I'm not sure how we get to the RCU stall, but this is almost certainly another symptom of a typo I had introduced in the patch, which others have also reported. This is the the fix in today's linux-next:
--- a/kernel/time/time.c +++ b/kernel/time/time.c @@ -207,7 +207,7 @@ SYSCALL_DEFINE2(settimeofday, struct __kernel_old_timeval __user *, tv, get_user(new_ts.tv_nsec, &tv->tv_usec)) return -EFAULT;
if (tv->tv_usec > USEC_PER_SEC)
if (new_ts->tv_usec > USEC_PER_SEC) return -EINVAL;
Hopefully not :)
new_ts.tv_nsec *= NSEC_PER_USEC;
So the actual patch in next-20191115 does
- if (copy_from_user(&user_tv, tv, sizeof(*tv))) + if (get_user(new_ts.tv_sec, &tv->tv_sec) || + get_user(new_ts.tv_nsec, &tv->tv_usec)) return -EFAULT;
- if (!timeval_valid(&user_tv)) + if (new_ts.tv_nsec > USEC_PER_SEC) return -EINVAL;
- new_ts.tv_sec = user_tv.tv_sec; - new_ts.tv_nsec = user_tv.tv_usec * NSEC_PER_USEC; + new_ts.tv_nsec *= NSEC_PER_USEC;
But removing the "user value is < 0" check, relying on the timespec value being rejected later, is wrong: 1000=8*125. Multiplying by 8 always gives a value with the low three bits clear, multiplying by 125 is reversible. So you can take any target value with the three low bits clear, logic shift right by 3, multiply by 0x1cac083126e978d5 , and flip the top three bits as you wish to generate 8 pre-images of that target value. Four of those will be negative. A trivial example is 0x80..000 (aka LONG_MIN) and its cousins 0xa0..000, 0xc0..000, 0xe0..000 which all become 0 and thus accepted after multiplying by NSEC_PER_USEC. But also -858989233 (or -3689348814741906097 if long is 64 bit) become 4226200 which isn't even a multiple of 1000 - there's 500M examples to choose from :)

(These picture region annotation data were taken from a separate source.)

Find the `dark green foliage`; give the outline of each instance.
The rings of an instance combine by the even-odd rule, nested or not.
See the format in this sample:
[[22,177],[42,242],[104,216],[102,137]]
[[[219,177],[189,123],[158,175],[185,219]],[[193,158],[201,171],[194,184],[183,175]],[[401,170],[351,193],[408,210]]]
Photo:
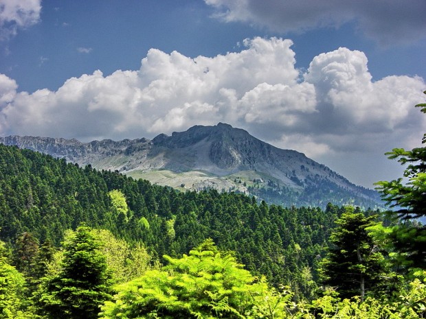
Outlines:
[[[426,104],[416,106],[426,113]],[[426,134],[422,143],[426,143],[425,137]],[[426,269],[426,227],[413,220],[420,218],[424,222],[426,217],[426,147],[412,150],[394,148],[386,155],[407,165],[404,178],[408,180],[399,178],[377,183],[383,200],[395,209],[388,212],[388,217],[397,224],[390,228],[389,237],[399,254],[400,265],[405,268]]]
[[[86,222],[130,244],[142,241],[155,259],[181,256],[212,238],[221,249],[235,251],[253,274],[291,285],[297,296],[310,296],[315,288],[304,279],[317,279],[317,257],[341,213],[333,205],[325,211],[284,208],[215,190],[181,193],[3,145],[0,172],[0,239],[5,241],[14,243],[27,232],[41,245],[50,241],[58,247],[65,230]],[[126,213],[117,209],[111,193],[125,198]]]
[[22,315],[25,279],[9,263],[4,246],[0,241],[0,319],[15,319]]
[[331,247],[320,264],[323,283],[333,287],[342,298],[378,292],[388,281],[389,269],[379,246],[368,232],[378,224],[348,206],[336,221],[330,236]]
[[113,293],[101,244],[85,226],[66,239],[59,274],[47,278],[41,285],[38,303],[42,313],[51,318],[98,318],[100,305]]

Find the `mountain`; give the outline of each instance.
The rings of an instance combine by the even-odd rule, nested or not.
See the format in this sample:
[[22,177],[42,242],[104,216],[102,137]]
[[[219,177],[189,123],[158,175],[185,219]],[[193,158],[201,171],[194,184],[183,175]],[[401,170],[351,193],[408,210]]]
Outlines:
[[222,123],[152,140],[82,143],[10,136],[0,137],[0,143],[183,190],[234,191],[284,206],[383,206],[377,192],[351,183],[304,154],[276,147]]

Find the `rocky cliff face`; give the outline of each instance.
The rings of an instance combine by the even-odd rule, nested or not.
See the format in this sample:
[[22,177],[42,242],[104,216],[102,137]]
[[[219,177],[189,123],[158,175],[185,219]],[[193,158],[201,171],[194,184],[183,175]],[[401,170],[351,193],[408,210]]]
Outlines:
[[[99,169],[117,170],[162,185],[174,183],[172,186],[183,187],[184,182],[189,181],[186,189],[215,187],[243,191],[260,198],[273,194],[273,198],[282,200],[279,204],[290,202],[280,199],[287,194],[293,196],[294,202],[298,196],[321,198],[322,206],[323,202],[335,203],[333,199],[339,196],[346,196],[340,204],[366,201],[368,206],[381,204],[374,191],[350,183],[304,154],[275,147],[244,130],[222,123],[215,126],[196,126],[170,137],[161,134],[153,140],[82,143],[74,139],[11,136],[0,138],[0,143],[48,154],[82,166],[90,164]],[[168,176],[164,172],[170,172]],[[156,172],[162,174],[162,179],[155,179],[159,176]],[[197,178],[194,172],[198,172]],[[309,200],[301,203],[316,202]]]

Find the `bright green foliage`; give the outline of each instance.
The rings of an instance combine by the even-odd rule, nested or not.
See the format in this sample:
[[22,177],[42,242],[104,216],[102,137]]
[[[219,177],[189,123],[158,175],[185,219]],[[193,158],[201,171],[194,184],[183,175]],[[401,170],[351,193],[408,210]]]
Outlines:
[[313,300],[309,314],[298,313],[294,318],[335,319],[417,319],[426,318],[426,272],[401,290],[396,298],[383,295],[380,298],[359,297],[341,300],[333,292]]
[[374,220],[348,206],[330,236],[333,246],[320,272],[324,283],[335,287],[343,298],[360,296],[363,300],[366,292],[379,290],[388,279],[384,257],[366,229],[377,224]]
[[82,226],[65,239],[62,267],[42,285],[40,304],[49,318],[90,319],[111,298],[111,272],[90,228]]
[[[113,204],[112,194],[122,204]],[[157,259],[180,257],[212,238],[221,250],[234,251],[253,275],[294,288],[296,298],[313,297],[316,257],[324,254],[341,211],[331,204],[326,210],[259,204],[214,189],[178,192],[0,145],[0,239],[15,243],[27,232],[59,247],[67,229],[85,222],[131,247],[142,243]]]
[[109,231],[93,230],[103,243],[101,248],[108,268],[117,283],[125,283],[142,276],[150,268],[151,257],[142,244],[133,247],[115,238]]
[[126,202],[126,196],[120,191],[117,189],[113,189],[108,193],[111,201],[119,215],[122,215],[124,220],[127,221],[127,212],[128,211],[128,206]]
[[25,280],[3,255],[4,243],[0,241],[0,319],[15,319],[22,315],[21,306]]
[[[426,94],[426,91],[425,91]],[[416,106],[426,113],[426,104]],[[426,143],[426,134],[423,143]],[[390,182],[377,183],[383,198],[394,211],[388,212],[391,219],[400,222],[391,228],[390,236],[394,249],[399,253],[399,259],[408,268],[426,268],[426,228],[410,220],[426,217],[426,147],[412,150],[394,148],[386,153],[389,158],[398,158],[402,165],[407,165],[404,171],[407,182],[399,178]]]
[[211,239],[181,259],[164,257],[168,266],[122,285],[115,302],[102,307],[101,318],[287,318],[291,295],[268,290],[265,281],[255,283]]

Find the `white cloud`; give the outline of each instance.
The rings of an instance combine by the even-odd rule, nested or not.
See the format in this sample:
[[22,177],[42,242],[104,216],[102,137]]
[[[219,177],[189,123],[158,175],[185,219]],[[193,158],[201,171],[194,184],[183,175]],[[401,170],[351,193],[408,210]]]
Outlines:
[[420,141],[426,119],[414,106],[424,100],[423,79],[372,82],[365,54],[346,48],[317,56],[301,74],[291,44],[255,38],[213,58],[150,49],[139,70],[96,71],[56,91],[18,92],[1,75],[0,135],[152,138],[221,121],[318,158],[383,156]]
[[0,3],[0,40],[14,36],[40,21],[41,0],[2,0]]
[[77,51],[80,53],[82,53],[82,54],[89,54],[90,52],[92,51],[92,48],[91,47],[80,47],[77,48]]
[[426,34],[424,0],[204,0],[215,16],[266,26],[278,32],[302,32],[317,27],[337,27],[355,22],[382,44],[417,40]]

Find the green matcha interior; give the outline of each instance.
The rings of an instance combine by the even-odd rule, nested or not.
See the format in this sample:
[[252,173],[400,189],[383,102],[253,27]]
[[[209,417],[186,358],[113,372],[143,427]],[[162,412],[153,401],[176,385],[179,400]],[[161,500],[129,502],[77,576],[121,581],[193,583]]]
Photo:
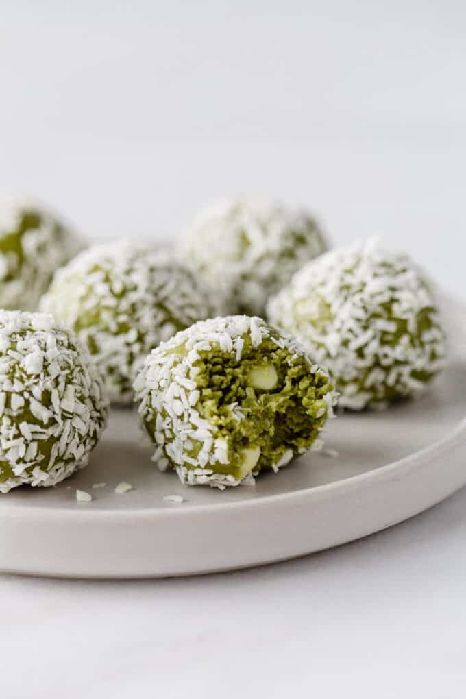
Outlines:
[[[308,448],[325,421],[323,396],[331,389],[327,376],[311,373],[305,357],[270,338],[259,348],[249,336],[244,340],[240,361],[216,348],[201,352],[195,365],[201,370],[196,409],[227,445],[228,463],[217,462],[214,470],[237,480],[271,468],[289,450]],[[150,433],[153,425],[147,428]],[[189,456],[196,459],[202,445],[191,442]]]

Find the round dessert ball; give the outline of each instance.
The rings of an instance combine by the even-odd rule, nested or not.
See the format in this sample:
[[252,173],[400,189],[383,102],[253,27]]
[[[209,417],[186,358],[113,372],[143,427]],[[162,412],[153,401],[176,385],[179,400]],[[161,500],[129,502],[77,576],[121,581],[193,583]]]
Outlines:
[[444,366],[444,335],[427,283],[409,257],[377,240],[306,265],[268,313],[312,348],[339,404],[352,410],[417,394]]
[[0,197],[0,307],[36,310],[53,273],[82,247],[40,205]]
[[114,403],[133,400],[138,362],[163,340],[213,315],[203,286],[165,252],[126,241],[96,245],[59,270],[43,310],[73,329]]
[[73,333],[50,315],[0,310],[0,493],[85,466],[106,415],[101,376]]
[[134,387],[159,468],[222,489],[308,449],[337,397],[305,350],[245,315],[201,322],[163,343]]
[[180,254],[221,293],[224,312],[262,316],[269,296],[327,247],[307,212],[240,200],[202,213]]

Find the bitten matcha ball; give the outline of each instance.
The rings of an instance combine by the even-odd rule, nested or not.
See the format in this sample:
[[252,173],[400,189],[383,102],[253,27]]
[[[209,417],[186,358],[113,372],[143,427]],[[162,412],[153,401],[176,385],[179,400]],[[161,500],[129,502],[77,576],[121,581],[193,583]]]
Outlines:
[[106,415],[101,376],[71,331],[0,310],[0,493],[85,466]]
[[444,335],[422,274],[376,240],[309,264],[268,312],[325,363],[348,408],[417,394],[444,366]]
[[133,399],[140,360],[163,340],[212,315],[208,293],[165,251],[125,241],[97,245],[59,270],[41,308],[73,329],[114,403]]
[[40,205],[0,197],[0,307],[36,310],[55,270],[82,247]]
[[306,211],[238,201],[201,214],[180,254],[221,293],[226,312],[262,316],[269,296],[327,247]]
[[196,323],[160,345],[135,390],[159,468],[222,489],[307,449],[336,403],[300,346],[244,315]]

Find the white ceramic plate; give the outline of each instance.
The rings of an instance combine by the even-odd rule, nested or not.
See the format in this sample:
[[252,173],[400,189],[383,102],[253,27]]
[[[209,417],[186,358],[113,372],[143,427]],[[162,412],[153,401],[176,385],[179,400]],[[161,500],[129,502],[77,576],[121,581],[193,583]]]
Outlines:
[[[55,488],[0,496],[0,570],[139,577],[255,565],[337,546],[439,502],[466,483],[466,308],[444,305],[449,366],[425,395],[337,418],[326,434],[337,457],[312,452],[255,487],[181,485],[150,461],[136,413],[114,412],[86,470]],[[115,493],[122,481],[134,489]],[[77,503],[76,489],[93,501]]]

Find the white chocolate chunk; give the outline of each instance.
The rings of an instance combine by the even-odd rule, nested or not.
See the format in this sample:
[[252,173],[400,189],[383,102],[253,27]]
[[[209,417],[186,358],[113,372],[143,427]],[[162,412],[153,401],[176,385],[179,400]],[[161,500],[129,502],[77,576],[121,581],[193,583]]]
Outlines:
[[77,490],[76,500],[78,503],[90,503],[92,500],[92,496],[85,490]]
[[278,374],[272,364],[261,364],[251,370],[248,379],[255,389],[270,391],[277,385]]
[[246,447],[240,451],[242,463],[240,469],[240,477],[245,478],[254,469],[261,456],[260,447]]

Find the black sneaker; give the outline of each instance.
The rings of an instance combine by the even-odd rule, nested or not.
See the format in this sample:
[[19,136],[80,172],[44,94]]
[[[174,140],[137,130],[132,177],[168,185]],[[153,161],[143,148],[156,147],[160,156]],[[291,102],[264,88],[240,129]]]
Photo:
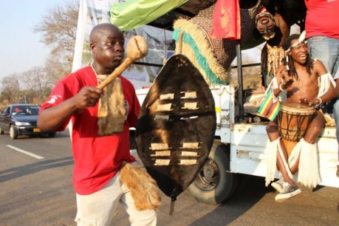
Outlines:
[[282,188],[282,192],[275,196],[275,201],[278,203],[282,203],[302,192],[297,186],[292,185],[288,182],[284,182]]
[[284,181],[282,180],[282,179],[280,179],[276,182],[272,182],[272,184],[270,184],[270,186],[272,186],[275,190],[277,190],[280,193],[282,193],[283,184]]

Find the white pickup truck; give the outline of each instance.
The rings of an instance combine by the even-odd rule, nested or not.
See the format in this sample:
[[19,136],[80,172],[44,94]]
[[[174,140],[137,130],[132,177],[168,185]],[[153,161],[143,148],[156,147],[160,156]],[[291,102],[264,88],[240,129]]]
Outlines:
[[[210,87],[217,114],[217,129],[209,157],[189,187],[197,200],[210,204],[230,198],[237,189],[239,174],[266,177],[267,122],[236,121],[236,88],[233,85]],[[148,89],[137,90],[143,102]],[[254,120],[252,120],[254,121]],[[326,126],[318,140],[321,185],[339,188],[336,176],[338,145],[335,127]],[[278,174],[275,177],[278,178]]]
[[[93,25],[109,23],[109,10],[114,3],[124,2],[121,0],[81,0],[77,38],[73,71],[89,63],[88,42],[89,32]],[[198,10],[197,6],[209,5],[215,0],[189,1],[185,5],[191,6],[175,11],[173,14],[166,14],[172,19],[177,18],[185,10],[192,9],[194,13]],[[196,3],[198,3],[196,4]],[[184,10],[184,11],[183,11]],[[150,77],[155,77],[162,66],[162,61],[173,52],[169,46],[172,43],[172,35],[168,33],[165,25],[171,27],[169,21],[162,25],[153,21],[150,25],[162,30],[154,30],[149,26],[133,29],[126,34],[142,35],[148,38],[149,53],[144,62],[132,65],[124,75],[137,88],[149,85]],[[139,33],[140,32],[140,33]],[[86,44],[87,43],[87,44]],[[241,59],[239,57],[239,59]],[[238,65],[241,65],[238,62]],[[238,72],[238,74],[242,74]],[[242,76],[238,76],[239,84]],[[217,129],[215,142],[208,159],[189,187],[189,191],[196,199],[207,203],[221,203],[230,198],[236,190],[239,174],[265,177],[266,171],[266,148],[268,136],[266,131],[267,122],[249,123],[246,114],[237,112],[242,101],[242,87],[234,85],[215,85],[210,87],[214,97],[217,114]],[[236,90],[237,90],[236,92]],[[143,102],[148,89],[138,89],[137,95],[141,103]],[[236,97],[235,93],[237,93]],[[240,98],[239,98],[239,95]],[[237,103],[237,105],[236,105]],[[256,121],[251,120],[251,121]],[[319,151],[319,167],[321,185],[339,188],[339,177],[336,177],[338,163],[338,146],[335,127],[326,127],[318,141]],[[278,178],[278,174],[276,177]]]

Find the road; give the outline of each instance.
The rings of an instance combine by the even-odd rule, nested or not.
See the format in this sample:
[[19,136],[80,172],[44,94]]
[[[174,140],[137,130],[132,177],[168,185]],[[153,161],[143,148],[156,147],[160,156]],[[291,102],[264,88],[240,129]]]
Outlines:
[[[34,155],[32,155],[34,154]],[[0,136],[0,226],[76,225],[71,185],[73,159],[67,131],[55,138]],[[339,189],[319,186],[282,203],[263,178],[242,176],[235,194],[210,206],[187,192],[177,197],[173,215],[162,196],[158,225],[339,225]],[[119,208],[114,225],[129,225]]]

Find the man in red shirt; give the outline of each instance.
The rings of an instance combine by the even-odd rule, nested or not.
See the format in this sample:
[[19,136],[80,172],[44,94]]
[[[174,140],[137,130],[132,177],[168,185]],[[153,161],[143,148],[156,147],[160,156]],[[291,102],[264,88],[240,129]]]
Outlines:
[[[90,41],[92,65],[56,84],[42,105],[37,126],[42,131],[62,131],[71,122],[78,225],[110,225],[118,203],[130,215],[131,225],[155,225],[154,210],[136,210],[130,191],[120,180],[121,162],[135,161],[129,150],[129,127],[136,126],[140,110],[133,85],[121,76],[114,82],[122,88],[121,129],[110,134],[98,133],[99,102],[107,95],[97,88],[99,78],[109,75],[121,63],[124,36],[116,26],[103,23],[93,28]],[[118,95],[113,93],[112,96]]]
[[[305,19],[306,37],[313,58],[320,59],[339,85],[339,23],[335,20],[339,11],[339,0],[305,0],[307,7]],[[339,144],[339,100],[333,99],[325,106],[333,113],[337,126]],[[339,150],[338,150],[339,157]],[[339,177],[339,164],[337,166]]]

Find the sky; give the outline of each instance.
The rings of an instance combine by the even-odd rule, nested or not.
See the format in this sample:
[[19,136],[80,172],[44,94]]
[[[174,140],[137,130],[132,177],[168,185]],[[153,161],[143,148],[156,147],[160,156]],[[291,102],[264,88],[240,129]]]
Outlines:
[[0,81],[35,66],[44,66],[50,49],[40,42],[35,25],[65,0],[0,0]]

I'm pretty sure it doesn't generate worse code, gcc is smart enough to compile "foo > BAR || foo < 0" as if it was written "(unsigned version of foo)foo > BAR". And while a value of USEC_PER_SEC itself will not overflow and then be rejeted because the real comparison done later is ">= NSEC_PER_SEC", I think it's clearer to say "foo >= USEC_PER_SEC || foo < 0) just so the same pattern is used.